Invented Usage, dans un récent billet, remettait en question la maxime selon laquelle le but premier du langage est de communiquer :

i’d like to submit (usage liberal that i am) that language has more purposes than just communication. i even believe it goes beyond wallace’s observation that the diction/style/accent we use communicates something about us. language is used to confuse, to distract, to entertain, to kill time, to remember, to make art, to perform ceremonies, all of which could be considered communicative under my usually broad definition… but beyond even that, the ways people judge each other based on language use are PART OF LANGUAGE ITSELF. its purpose is also to divide, include, grade and judge. these functions determine who gets listened to, and in extreme cases, who gets listened to is a matter of life and death.
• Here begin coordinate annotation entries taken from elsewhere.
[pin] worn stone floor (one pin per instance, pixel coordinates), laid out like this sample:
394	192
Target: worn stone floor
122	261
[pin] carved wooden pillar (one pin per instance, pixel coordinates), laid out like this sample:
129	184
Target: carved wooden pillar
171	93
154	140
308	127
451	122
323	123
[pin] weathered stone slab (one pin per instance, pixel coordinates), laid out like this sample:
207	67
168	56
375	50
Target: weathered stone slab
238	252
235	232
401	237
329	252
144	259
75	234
Je ne peux pas accepter cette idée que la discrimination, les préjugés et l’évaluation sont des fins du langage. Certes, on se sert de notre langage, et notre perception de celui des autres, pour ce faire, mais il serait faux d’en conclure qu’il s’agit d’un but du langage. Cela équivaut à dire que, comme je peux juger de l’habileté manuelle de quelqu’un d’après son maniement du marteau et d’après l’usure de celui-ci, qu’une des fins du marteau est de juger de l’habileté de l’utilisateur. De même, que je puisse me servir d’un marteau comme contrepoids, appuie-livre ou piédestal à schtroumpf ne signifie en rien que ces utilisations font partie des fins du marteau.